The world’s oldest wine-growing estate was discovered by archaeologists in Armenia back in 2011. A cave in the mountains in Areni, south-eastern Armenia, homed 6,100-year-old grape press and fermentation vessels. Since then, Armenia has kept its place in the list of the most ancient wine-making cultures.
According to the legend, it was Noah, who brought vine to the Armenian land first. He planted a sprout in the Ararat valley at the foot of the majestic Mount Ararat, where his ark descended.
For millennia the juice-filled brunches, wine vessels and ornate vines used to cover the walls of ancient pagan citadels and stone bas-reliefs of medieval churches throughout Armenia. In the 9th century BC, local kings planted vineyards as a symbol of their rule and guarantee of eternal life. They managed to establish dominance not by destruction, which was typical to the conquerors of the time, but by planting vineyards. The ancient Greek philosophers Herodotus, Xenophon, Strabo and others spoke about the unforgettable taste of Armenian wines.
One of the most beloved holidays for Armenians, the thousand-year-old harvest and grape-blessing festival has remained in the calendar of the Armenian Apostolic Church to this day.
Today Armenia occupies a special place on the world wine map. Although Armenia is known all over the world, first, thanks to the legendary Ararat brandy, nowadays Armenian wine production is experiencing a period of renaissance, and the Armenian wines are gaining worldwide recognition. Wineries appear throughout the country now, and one can find a large number of various wine bars in the Yerevan, where one of the central streets has been called a ‘wine street’ for several years, as it is packed with lively wine bars, shops and houses, loved by the locals and tourists. It is on this street that the annual Wine Days, the festival of Armenian wine, are held in May, where wine producers present their products and the possibility of tasting to everyone. A wine festival takes place every year in the village of Areni as well, the same one where the oldest winery was discovered.
Grapes grow in five wine-growing regions of the country, where there are more than 400 local grape varieties, of which around 30 are used for wine-making. For whites, Voskehat, Kangun and Khatun grape varieties are common, while for the reds, it is mostly Areni or Areni Noire.
Winemaking in Armenia is a priority sector of the economy, the development of the industry is approved in the general plan of the country’s strategic development until 2025. In 2016 the Wine & Wine Foundation of Armenia was established, the main goal of which is to promote the development of viticulture and increase the attractiveness of Armenia as a wine-making country.

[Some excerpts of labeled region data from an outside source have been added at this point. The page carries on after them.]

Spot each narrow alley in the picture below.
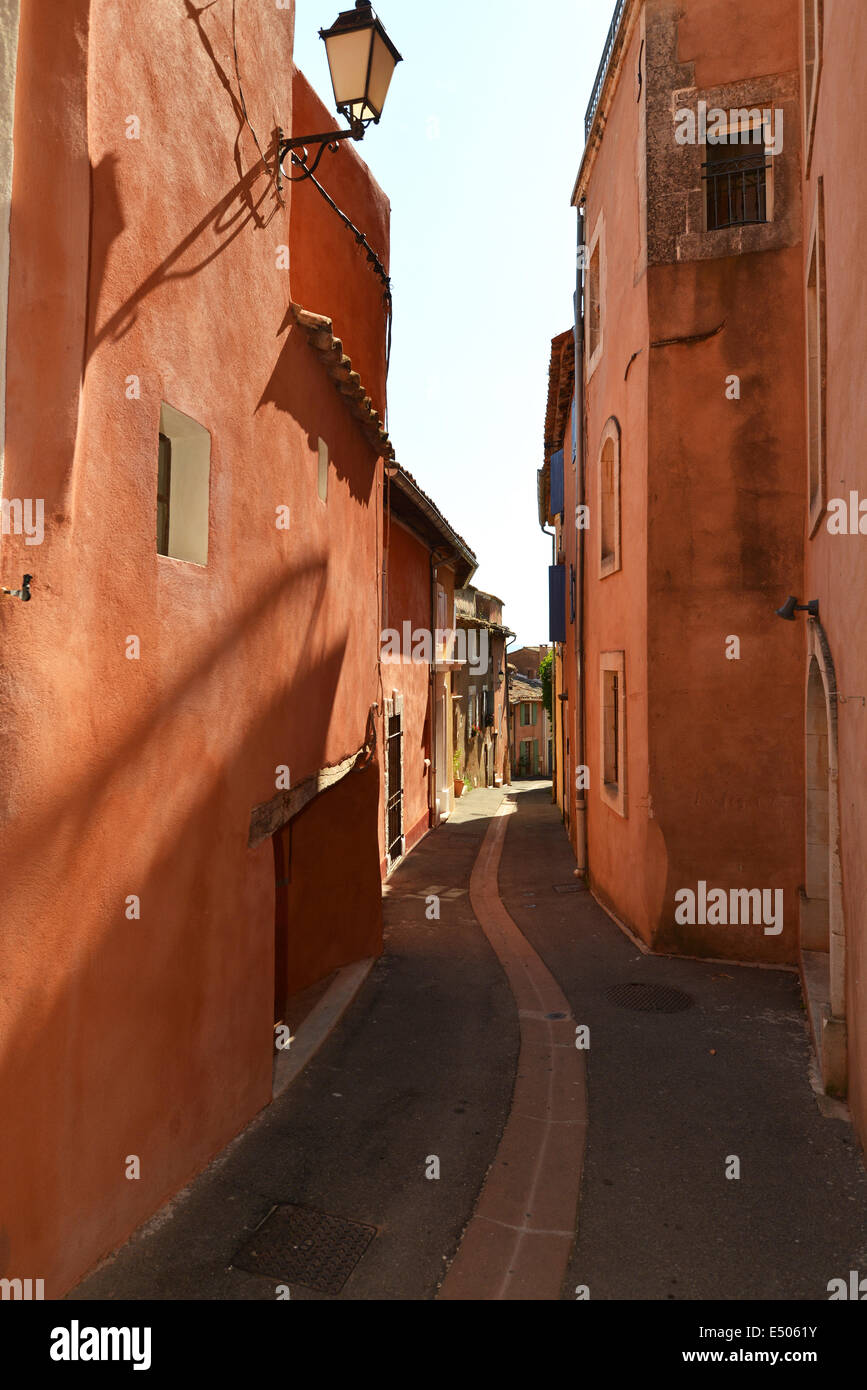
[68,783,867,1301]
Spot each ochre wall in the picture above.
[275,762,382,999]
[575,13,656,937]
[0,0,388,1297]
[567,0,804,962]
[789,0,867,1144]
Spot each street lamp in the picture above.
[777,598,818,623]
[278,0,403,183]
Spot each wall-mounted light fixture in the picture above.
[0,574,33,603]
[777,598,818,623]
[278,0,403,183]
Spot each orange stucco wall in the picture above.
[575,10,657,934]
[0,0,388,1297]
[792,0,867,1143]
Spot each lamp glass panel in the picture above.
[367,32,397,117]
[325,29,371,106]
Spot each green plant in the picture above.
[539,652,554,723]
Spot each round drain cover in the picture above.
[606,984,695,1013]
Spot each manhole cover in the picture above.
[233,1207,377,1294]
[606,984,695,1013]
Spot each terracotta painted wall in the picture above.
[789,0,867,1144]
[567,0,803,960]
[575,10,650,935]
[647,0,803,962]
[0,0,388,1297]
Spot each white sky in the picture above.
[295,0,614,646]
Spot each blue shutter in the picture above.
[547,564,565,642]
[550,449,565,517]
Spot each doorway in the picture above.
[385,699,406,872]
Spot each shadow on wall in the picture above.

The products of the Armenian winemakers win at international prestigious competitions such as DECANTER, MundusVini, MuscatsduMonde, LeMondialduRose, ConcoursMondialdeBruxelles, etc. Armenian wine is presented at many festivals, including London Wine Fest. Thanks to the infusion of fresh forces in the form of repatriates from all over the world, Armenian winemaking, one of the country’s oldest traditions, today is experiencing the revival. And this is just the beginning.